Why Do You Pig Out After You Work Out?
Outrun Your Hunger
Do a (Calorie) Reality Check
Can't seem to shake those final five pounds? Chances are, you're cooking the calorie books -- and it's time for an audit. "Some women overestimate how much they burn during exercise," says Nancy Clark, RD, the author of Nancy Clark's Sports Nutrition Guidebook. In a study from the University of Ottawa in Canada, people who expended 200 calories during a brisk walk guessed that they had torched 825 calories and then ate an average of 557 calories afterward.
To bring your estimation down to size, keep in mind that your calorie burn may not be what you think -- or even what you're told -- it is. The readout on an exercise machine like an elliptical or a treadmill can overshoot that number by a lot. The only truly accurate measure is a treadmill test done in a laboratory. For a closer gauge at home, invest in a personalized device with a heart rate monitor, such as one from Garmin or Polar USA, or use our calculator below.
Raise the Protein Bar
Some women worry that bulking up on protein leads to, well, a bulkier physique. But getting more of the nutrient can actually help you slim down. According to one University of Washington study, people consumed an average of 441 calories fewer on days when their diet was 30 percent protein compared with when it was just 15 percent protein. "Eating protein blunts the release of ghrelin, a hormone that stimulates hunger and increases the release of peptide YY, a hormone that controls satiety," explains Heather Leidy, PhD, RD, an assistant professor of nutrition and exercise physiology at the University of Missouri. Her research revealed that having a protein-rich breakfast can help prevent unhealthy snacking later in the day.
"Active women require more protein to repair and rebuild the muscles that are broken down during exercise," says Jim White, RD, the owner of Jim White Fitness & Nutrition Studios in Virginia Beach and an Academy of Nutrition and Dietetics spokesman. Pumping up your intake can help you feel stronger in the gym -- and when facing temptation in the kitchen. Women who exercise regularly may need 0.5 to 0.75 grams of protein per pound of body weight, Clark says. For a 140-pound woman, that's 70 to 105 grams a day. To meet this quota, aim to incorporate protein at each meal: Start with a container of Greek yogurt with almonds at breakfast, top your lunchtime salad with beans and an egg, and have a serving of meat or fish at dinner. Seek out snacks that also pack protein, such as a turkey wrap or a banana or apple spread with nut butter.
Eating meals that are low on the glycemic index (GI) -- a measure of how quickly blood sugar spikes -- can keep you from feeling ravenous. In a study published in the Journal of Nutrition, women who ate a low-GI breakfast including muesli, yogurt, and fruit three hours before an hour-long walk were 44 percent less hungry in the afternoon and torched more fat than those who started their day with cornflakes, white bread, and jam.

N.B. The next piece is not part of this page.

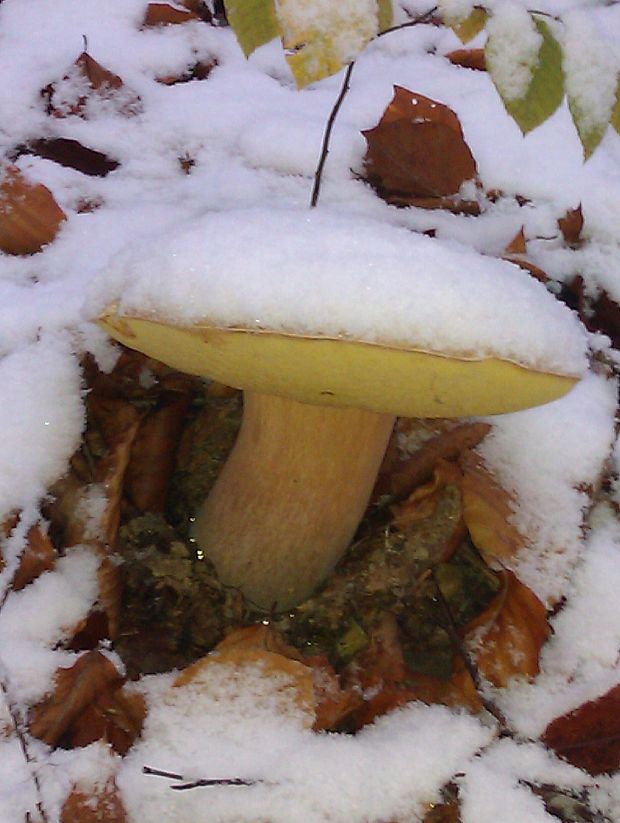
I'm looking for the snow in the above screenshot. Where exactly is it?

Low-GI foods elicit less of a blood sugar response, which can encourage the body to recruit its fat stores for fuel, Clark says. "They also tend to be high in fiber and protein, which can fend off hunger," she says. On race day, you may need refined carbs because they can be easier on a sensitive stomach and break down more quickly into energy that your body can use. But on a daily basis, fill up on high-fiber grains and produce instead of more processed fare: steel-cut oats instead of instant and fresh peaches instead of the syrupy canned kind.
The Eat Sheet
Preparing for a race requires long hours, so repay your body by giving it premium fuel. "What you eat can affect your energy levels, recovery time and even injury risk," says White.
1. Don't go carb crazy.
"All meals should contain protein to rebuild muscles, carbs to supply energy and fat to increase endurance," White explains. Strike a balance among whole grains, produce, and lean protein, with a bit of healthy fat as an accompaniment.
2. Time it right.
Schedule meals or snacks within two hours of exercising. "If you have a lunchtime class, have half of your sandwich beforehand and the rest of your meal afterward," suggests Antonucci. As with any other workout, you should eat within 30 minutes of finishing.
3. Plan ahead.
If you're running or biking for more than 90 minutes, pack some fuel -- about 100 to 250 calories for each hour -- says Clark. Easily digested carbs, such as raisins and dried pineapple, provide a quick dose of energy.